KIRCAALİ YAKININDA BULUNAN TARİHİ PERPERİKON KALESİNDE EŞSİZ NESNELER BULUNDU



Cuma, 12 Ekim 2007

KIRCAALİ YAKININDA BULUNAN TARİHİ PERPERİKON KALESİNDE EŞSİZ NESNELER BULUNDUArtık 8 yıldır profesör Nikolay Ovçarov'un başında olduğu arkeologlar ekibi, Doğu Rodoplar'da yer alan Perperikon isimli kutsal şehirde araştırmalar yapıyorlar. Burası, henüz M.Ö 5. binyılın sonunda ve 4.binyılın başında ibadet yeriydi.

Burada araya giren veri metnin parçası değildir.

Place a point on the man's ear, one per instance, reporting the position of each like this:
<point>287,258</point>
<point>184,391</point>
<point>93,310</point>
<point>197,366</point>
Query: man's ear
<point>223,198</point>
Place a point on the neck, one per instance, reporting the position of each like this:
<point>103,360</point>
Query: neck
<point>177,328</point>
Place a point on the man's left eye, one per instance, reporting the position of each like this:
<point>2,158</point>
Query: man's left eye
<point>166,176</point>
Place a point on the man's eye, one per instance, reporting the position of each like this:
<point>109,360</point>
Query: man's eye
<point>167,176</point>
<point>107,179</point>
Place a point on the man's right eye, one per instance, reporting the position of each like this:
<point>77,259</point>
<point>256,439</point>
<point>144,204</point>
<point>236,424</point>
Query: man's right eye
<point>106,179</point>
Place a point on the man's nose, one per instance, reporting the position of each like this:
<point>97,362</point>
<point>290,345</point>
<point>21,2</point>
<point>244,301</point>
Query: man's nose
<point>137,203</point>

Sofya'da verilen basın toplantısında Nikolay Ovçarov, Perperikon'un üç gelişme dönemi ile ilgili üç eşsiz bulguyu gösterdi. Arkeoloji uzmanına göre onların en eskisi, Truva savaşı döneminden kalmadır.
"M.Ö 13.-12. yüzyıldan kalma bir kılıç söz konusudur. Çok iyi korunmuş ve çok kaliteli bronzdan yapılmış bu kılıcın sapı kırıktır. Truva savaşı bu tür kılıçlarla yürütüldü. Sapının kırık olması iki anlama gelebilir: Birincisi çatışma sırısında kırılmış olabilir ve ikincisi de putperest törenlerinde olduğu gibi bilerek kırılmış olabilir. Putlara tapıldığı yerlerde çok değerli armağanlar bırakılıyordu, oysa kılıç o dönemin insanları için son derece değerli bir şey idi. Bizim ekipte çalışan prehistorik dönem uzmanlarına göre Bulgaristan topraklarında bundan önce bu türden diğer iki kılıç bulunmuştur. Yani çok nadir ve ilginç bir nesnedir bu" diyen profesör Ovçarov, yaptığı kazılar sırasında altın aramadığını da ekliyor. Ovçarov'a göre M.Ö 10. yüzyıla ait insan vücüdü andıran küçük seramik figür, ne kadar kaba işlenmiş olsa ve sanat açısından ilgi çekmese de altın hazineden daha değerli olabilir.
"Bütün figürün delikli olduğu dikkat çekiyor. Anlaşılan ölümcül bir hastalık söz konusudur. Ya çiçek hastalığı ya da veba hastalığı, bilmiyorum. Anlaşılan hastalığın hasta bedenden heykelciğe geçmesi için büyü yapıldı. Bundan önce de bizde, bizim kazılarda dahil, bu tür figürler bulunmuştu, ancak ilk defa İlah figürü değil, insanların kaderini değiştirebileceklerine inandıkları bir törende kullanılan bir figür söz konusudur" diyen profesör Ovçarov Perperikon'da bundan kısa süre önce bulunan küçük gümüş süs eşyasının da çok değerli olduğunu ekliyor. Yüksek kaliteli gümüşten yapılmış bu süs, Bizans'lı bir soylunun kolsuz üst elbisesinin düğmesiydi. Düğmenin iki parçası bir araya gelince insan yüzü oluşuyor. Profesör Ovçarov, bu yüzün ilk bakışta kaba olmasına ve Barbar usulünde işlenmiş olmasına rağmen İsa'nın yüzü olduğunu söylüyor.